STEMI patients who undergo PCI during evenings and weekends in a high volume center have similar outcomes as a their counterparts who are treated during regular weekday office hours, according to a study published in the April issue of European Heart Journal: Acute Cardiovascular Care. Based on the findings, facilities should consider expanding their services, the author wrote.
Eric Boersma, PhD, of the cardiology department at Erasmus Medical Center in Rotterdam, the Netherlands, and colleagues noted that since STEMI can occur at any time of the day or night, patients often are treated during off-hours. Results from previous studies on outcomes for patients who present with STEMI during off-hours have been contradictory, with no long-term outcome data and involving patients treated with both primary PCI and fibrinolysis.

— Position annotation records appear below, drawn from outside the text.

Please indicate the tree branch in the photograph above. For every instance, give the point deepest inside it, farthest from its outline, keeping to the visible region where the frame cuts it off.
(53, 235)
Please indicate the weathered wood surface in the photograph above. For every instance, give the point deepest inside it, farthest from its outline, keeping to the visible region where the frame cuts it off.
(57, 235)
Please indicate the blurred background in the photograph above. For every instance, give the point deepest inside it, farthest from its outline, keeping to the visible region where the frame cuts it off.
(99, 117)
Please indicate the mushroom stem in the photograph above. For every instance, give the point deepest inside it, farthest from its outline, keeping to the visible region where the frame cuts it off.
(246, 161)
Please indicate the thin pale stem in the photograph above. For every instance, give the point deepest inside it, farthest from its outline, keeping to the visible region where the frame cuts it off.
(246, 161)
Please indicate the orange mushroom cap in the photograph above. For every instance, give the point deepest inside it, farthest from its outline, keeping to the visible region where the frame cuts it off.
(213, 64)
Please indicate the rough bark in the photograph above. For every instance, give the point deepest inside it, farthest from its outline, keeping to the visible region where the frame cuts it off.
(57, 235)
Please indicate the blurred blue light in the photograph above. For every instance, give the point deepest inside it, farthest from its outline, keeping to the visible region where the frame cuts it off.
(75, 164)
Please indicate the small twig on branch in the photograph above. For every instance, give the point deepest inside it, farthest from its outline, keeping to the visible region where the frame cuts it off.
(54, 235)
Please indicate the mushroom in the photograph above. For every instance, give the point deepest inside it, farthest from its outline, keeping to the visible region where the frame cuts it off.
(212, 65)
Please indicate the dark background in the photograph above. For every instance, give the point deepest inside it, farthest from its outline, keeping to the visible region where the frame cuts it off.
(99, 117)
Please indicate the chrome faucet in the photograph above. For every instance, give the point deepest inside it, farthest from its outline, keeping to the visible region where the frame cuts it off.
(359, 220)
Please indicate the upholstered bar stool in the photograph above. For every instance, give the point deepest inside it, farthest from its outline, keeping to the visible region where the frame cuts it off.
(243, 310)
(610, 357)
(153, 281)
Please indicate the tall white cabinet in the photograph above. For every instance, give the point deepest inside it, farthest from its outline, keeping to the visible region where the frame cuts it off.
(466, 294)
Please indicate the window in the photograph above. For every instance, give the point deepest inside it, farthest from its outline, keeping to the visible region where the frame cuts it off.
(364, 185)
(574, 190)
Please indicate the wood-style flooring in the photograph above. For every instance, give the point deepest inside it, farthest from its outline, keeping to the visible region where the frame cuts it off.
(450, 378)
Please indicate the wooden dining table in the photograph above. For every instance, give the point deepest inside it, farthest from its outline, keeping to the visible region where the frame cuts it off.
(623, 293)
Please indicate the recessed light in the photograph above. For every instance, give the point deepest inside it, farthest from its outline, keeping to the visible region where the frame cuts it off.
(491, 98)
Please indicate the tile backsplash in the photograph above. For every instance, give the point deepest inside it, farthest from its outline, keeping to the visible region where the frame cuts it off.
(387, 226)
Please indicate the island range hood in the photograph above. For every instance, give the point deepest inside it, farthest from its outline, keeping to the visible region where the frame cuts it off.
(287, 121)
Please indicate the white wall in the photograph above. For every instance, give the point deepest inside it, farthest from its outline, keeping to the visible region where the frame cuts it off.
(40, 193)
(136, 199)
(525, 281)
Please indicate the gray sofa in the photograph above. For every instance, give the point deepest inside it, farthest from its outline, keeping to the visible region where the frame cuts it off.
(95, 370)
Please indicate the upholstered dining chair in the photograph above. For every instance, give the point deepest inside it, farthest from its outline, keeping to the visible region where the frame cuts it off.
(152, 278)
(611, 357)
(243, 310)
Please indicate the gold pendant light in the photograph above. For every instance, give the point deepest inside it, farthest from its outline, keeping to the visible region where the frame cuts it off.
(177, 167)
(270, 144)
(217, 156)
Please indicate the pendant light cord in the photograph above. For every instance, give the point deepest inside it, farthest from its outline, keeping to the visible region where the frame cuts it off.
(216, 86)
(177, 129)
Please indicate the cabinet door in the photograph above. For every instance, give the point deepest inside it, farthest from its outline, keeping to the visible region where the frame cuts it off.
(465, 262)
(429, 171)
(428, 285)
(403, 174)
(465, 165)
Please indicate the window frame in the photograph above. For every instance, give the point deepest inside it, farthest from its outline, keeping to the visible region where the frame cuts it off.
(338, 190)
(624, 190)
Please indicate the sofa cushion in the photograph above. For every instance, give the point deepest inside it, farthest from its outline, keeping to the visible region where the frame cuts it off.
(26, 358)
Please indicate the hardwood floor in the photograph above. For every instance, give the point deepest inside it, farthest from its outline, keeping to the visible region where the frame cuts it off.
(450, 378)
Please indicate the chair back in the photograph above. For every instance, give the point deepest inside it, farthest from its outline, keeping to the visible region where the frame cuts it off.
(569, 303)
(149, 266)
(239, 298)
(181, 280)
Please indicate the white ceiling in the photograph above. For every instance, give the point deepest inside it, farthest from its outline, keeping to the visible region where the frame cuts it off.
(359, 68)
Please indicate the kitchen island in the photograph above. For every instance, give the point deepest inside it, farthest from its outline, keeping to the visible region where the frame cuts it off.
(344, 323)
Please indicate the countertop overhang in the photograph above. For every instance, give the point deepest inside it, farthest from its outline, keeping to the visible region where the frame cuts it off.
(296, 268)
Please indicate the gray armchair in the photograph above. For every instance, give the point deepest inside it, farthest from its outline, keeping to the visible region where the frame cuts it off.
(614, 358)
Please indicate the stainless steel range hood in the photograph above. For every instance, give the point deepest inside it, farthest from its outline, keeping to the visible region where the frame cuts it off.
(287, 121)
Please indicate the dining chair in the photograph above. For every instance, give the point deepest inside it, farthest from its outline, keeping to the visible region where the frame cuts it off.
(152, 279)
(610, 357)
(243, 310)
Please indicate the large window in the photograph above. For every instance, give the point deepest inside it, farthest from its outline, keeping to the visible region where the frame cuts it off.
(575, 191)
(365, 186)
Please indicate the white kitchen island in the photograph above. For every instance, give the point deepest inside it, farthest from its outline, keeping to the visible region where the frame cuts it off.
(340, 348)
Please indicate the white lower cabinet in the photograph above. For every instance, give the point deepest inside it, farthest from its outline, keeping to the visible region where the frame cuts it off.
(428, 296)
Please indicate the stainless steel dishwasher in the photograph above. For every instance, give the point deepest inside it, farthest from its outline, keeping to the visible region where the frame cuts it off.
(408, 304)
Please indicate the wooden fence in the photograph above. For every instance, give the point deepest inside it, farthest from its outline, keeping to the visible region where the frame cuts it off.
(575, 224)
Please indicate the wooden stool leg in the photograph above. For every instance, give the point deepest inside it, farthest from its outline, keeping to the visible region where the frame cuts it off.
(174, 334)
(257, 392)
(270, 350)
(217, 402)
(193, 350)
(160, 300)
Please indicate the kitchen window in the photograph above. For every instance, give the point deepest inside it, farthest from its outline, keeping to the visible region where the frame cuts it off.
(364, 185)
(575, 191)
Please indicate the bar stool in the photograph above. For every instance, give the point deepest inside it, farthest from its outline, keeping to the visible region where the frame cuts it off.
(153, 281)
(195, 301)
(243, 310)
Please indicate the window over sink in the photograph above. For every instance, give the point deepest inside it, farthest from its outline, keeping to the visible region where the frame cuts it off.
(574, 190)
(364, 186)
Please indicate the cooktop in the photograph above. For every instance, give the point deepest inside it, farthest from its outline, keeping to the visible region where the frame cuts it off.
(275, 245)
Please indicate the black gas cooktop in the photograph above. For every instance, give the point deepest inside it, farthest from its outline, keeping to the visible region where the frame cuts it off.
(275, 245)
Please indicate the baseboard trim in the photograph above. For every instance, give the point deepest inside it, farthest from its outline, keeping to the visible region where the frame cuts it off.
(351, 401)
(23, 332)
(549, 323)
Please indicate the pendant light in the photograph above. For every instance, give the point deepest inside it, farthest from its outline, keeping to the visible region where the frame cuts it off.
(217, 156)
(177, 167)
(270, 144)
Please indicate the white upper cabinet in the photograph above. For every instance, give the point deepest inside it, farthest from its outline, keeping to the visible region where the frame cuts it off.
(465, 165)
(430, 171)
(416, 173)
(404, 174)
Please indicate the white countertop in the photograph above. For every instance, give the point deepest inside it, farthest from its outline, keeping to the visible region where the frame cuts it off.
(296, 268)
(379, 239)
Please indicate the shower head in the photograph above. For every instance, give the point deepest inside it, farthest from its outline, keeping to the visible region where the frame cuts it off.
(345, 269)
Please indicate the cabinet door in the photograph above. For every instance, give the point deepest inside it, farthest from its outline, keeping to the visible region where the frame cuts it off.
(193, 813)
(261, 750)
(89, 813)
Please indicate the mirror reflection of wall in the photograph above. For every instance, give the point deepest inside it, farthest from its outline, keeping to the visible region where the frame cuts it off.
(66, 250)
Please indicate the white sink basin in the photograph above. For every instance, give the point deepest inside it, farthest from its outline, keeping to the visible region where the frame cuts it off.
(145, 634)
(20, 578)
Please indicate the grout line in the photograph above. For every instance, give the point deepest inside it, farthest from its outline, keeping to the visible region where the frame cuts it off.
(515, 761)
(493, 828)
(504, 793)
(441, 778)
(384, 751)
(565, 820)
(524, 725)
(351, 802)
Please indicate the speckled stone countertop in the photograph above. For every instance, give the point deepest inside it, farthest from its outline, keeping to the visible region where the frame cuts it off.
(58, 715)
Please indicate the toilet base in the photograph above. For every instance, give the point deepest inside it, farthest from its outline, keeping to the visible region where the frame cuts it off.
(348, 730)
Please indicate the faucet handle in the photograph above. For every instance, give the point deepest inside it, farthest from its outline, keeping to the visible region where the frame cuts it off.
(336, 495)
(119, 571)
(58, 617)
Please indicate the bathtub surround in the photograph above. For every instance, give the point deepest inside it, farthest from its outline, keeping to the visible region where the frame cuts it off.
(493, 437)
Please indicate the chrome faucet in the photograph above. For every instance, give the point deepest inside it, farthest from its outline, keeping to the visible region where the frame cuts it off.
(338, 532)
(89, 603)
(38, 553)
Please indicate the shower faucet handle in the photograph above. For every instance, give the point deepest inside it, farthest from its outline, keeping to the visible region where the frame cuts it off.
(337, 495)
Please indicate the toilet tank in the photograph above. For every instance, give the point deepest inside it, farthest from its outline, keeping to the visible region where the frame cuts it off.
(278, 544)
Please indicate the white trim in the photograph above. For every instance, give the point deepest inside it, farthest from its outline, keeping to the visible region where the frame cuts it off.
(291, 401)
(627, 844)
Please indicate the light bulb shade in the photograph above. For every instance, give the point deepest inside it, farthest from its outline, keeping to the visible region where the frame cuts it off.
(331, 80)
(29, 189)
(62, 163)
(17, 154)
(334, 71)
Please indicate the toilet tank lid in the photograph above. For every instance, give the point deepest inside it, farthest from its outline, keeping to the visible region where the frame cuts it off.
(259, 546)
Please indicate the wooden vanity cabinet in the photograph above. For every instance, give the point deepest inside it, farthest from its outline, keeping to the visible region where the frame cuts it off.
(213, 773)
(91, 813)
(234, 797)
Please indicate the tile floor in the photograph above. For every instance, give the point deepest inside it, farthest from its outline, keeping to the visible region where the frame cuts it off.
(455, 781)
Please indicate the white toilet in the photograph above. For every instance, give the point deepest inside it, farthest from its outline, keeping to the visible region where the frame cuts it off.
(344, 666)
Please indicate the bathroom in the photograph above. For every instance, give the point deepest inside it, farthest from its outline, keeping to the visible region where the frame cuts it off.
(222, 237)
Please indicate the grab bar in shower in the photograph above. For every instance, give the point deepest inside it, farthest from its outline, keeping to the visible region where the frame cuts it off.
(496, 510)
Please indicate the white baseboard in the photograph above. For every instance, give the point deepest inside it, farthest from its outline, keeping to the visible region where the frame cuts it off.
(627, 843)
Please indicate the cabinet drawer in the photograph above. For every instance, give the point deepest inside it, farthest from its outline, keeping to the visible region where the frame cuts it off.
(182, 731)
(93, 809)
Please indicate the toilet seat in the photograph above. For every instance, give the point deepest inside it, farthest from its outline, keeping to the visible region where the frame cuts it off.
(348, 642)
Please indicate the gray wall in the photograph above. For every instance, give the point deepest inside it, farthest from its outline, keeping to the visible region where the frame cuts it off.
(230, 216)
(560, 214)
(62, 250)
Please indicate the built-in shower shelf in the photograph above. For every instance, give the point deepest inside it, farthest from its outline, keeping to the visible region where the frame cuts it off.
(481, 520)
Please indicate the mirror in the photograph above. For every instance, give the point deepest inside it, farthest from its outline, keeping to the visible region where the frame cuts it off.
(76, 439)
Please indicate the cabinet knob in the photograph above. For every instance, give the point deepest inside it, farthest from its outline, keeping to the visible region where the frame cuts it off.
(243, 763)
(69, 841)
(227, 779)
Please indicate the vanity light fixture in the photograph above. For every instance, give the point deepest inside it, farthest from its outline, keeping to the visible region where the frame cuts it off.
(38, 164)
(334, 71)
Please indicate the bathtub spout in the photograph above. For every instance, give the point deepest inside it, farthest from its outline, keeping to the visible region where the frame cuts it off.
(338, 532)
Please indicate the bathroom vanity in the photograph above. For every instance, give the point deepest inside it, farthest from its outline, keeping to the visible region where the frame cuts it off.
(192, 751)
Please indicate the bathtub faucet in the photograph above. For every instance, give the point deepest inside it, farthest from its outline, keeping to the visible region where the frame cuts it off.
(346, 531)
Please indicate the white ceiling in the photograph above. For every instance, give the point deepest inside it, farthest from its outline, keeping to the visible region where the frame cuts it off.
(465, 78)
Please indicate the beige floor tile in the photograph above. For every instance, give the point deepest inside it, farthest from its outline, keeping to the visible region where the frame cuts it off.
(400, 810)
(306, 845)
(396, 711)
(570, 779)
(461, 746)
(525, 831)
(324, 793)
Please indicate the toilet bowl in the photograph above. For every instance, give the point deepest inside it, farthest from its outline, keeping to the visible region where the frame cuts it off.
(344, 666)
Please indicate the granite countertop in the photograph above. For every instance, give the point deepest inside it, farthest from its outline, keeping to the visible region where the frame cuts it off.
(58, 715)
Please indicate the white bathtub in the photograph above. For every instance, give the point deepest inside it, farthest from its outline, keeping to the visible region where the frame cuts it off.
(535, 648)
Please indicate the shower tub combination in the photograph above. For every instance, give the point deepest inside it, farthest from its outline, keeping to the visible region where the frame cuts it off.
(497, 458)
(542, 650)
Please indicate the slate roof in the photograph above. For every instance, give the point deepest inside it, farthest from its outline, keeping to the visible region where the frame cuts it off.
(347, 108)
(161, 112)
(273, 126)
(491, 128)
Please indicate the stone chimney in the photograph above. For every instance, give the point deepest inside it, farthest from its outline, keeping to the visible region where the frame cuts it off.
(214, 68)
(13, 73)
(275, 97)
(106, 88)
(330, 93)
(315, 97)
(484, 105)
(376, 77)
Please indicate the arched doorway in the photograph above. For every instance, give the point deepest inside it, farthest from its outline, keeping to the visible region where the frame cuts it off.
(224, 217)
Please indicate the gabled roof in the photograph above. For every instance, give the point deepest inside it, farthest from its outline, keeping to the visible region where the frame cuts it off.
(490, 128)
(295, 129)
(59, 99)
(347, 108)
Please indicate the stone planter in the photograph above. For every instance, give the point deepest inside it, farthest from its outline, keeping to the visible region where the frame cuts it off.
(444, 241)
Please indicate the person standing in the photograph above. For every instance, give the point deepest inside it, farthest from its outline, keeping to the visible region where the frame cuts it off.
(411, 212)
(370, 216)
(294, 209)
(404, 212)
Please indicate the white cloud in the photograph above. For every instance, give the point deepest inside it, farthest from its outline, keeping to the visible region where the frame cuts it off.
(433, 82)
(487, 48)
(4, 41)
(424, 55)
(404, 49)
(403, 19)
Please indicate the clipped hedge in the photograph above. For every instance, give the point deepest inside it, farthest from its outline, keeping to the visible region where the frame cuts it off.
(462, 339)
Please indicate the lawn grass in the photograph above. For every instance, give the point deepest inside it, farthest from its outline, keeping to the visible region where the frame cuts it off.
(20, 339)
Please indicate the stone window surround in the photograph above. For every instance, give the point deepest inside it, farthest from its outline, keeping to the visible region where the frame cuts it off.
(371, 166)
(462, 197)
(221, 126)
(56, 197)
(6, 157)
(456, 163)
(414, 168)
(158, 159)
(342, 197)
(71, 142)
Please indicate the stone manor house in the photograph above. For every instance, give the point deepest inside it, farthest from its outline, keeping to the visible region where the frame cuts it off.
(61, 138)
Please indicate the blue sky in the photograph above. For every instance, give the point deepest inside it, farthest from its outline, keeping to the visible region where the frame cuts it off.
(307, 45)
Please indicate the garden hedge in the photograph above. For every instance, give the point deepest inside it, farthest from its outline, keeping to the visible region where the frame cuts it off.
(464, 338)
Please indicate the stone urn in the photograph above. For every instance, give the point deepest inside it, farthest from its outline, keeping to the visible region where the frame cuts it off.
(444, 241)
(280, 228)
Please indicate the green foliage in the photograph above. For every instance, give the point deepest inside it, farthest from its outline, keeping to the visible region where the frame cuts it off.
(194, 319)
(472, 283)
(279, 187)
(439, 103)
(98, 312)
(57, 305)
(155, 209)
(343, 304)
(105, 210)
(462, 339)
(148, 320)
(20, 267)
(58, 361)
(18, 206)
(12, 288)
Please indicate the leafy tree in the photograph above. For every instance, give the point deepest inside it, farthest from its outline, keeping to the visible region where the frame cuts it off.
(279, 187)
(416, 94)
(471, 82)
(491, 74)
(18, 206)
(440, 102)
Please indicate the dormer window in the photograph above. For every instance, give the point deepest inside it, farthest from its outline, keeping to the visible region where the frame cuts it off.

In 2000, the Thoraxcenter Rotterdam made primary PCI its standard treatment for STEMI and established a program that remained open 24 hours a day, seven days a week. The program collected baseline, procedural and follow-up data on all STEMI patients, providing the database for a study to compare short- and long-term outcomes for patients treated during off-hours and regular hours, the authors explained. Off-hours were defined as 6 p.m. through 8 a.m., Monday through Friday, and weekends.
The study group included patients 18 years old or older who presented within 12 hours of STEMI symptom onset who then underwent primary PCI at the Thoraxcenter between January 2000, and December 2009. Of those patients, 4,352 underwent 4,541 primary PCIs. The primary endpoints were all-cause mortality within 30 days of the index event and all-cause mortality at one-year and four-year follow-up. The secondary endpoints included repeat PCI, CABG or recurrent MI, and the composite endpoint of recurrent MI, revascularization and all-cause mortality at 30-day, one-year and four-year follow-up.
The researchers found that 63.4 percent of the patients were treated during off-hours. There were no significant differences between the groups, with the exception of smoking, diabetes mellitus, use of glycoprotein IIb/IIIa antagonists and calcium antagonists rates being higher in the off-hours group. Mortality at 30-day and four-year follow-up was the same in patients treated during off-hours and those treated during regular hours, at 7.7 percent and 17.3 percent, respectively. There was no statistical difference in all-cause mortality at one-year follow-up as well.
The authors noted that the quality of care may differ for patients treated during off-hours compared with regular hours because generally off-hours shifts use a reduced staff. “The short-term outcome (after adjustment for any differences in case mix) may be regarded as a proxy measure of the quality of care during the procedure, whereas the long-term outcome to a greater extent depends on the development of the disease, the use of long-term medication and (probably) the use of coronary revascularisations,” they wrote.
Based on their analysis, “[t]he estimates of the effect for all the endpoints indicated that treatment during off-hours is as safe and effective as treatment during regular hours.”
They pointed out that the study involved only one center, which may not be reflective of other types of institutions. “Nevertheless, the Thoraxcenter Rotterdam can be considered representative for larger tertiary referring and teaching (academic) hospitals in Western populations,” Boersma and colleagues argued.
They concluded that their findings support continuation of their 24/7 program, and may be used to encourage other facilities to expand their services.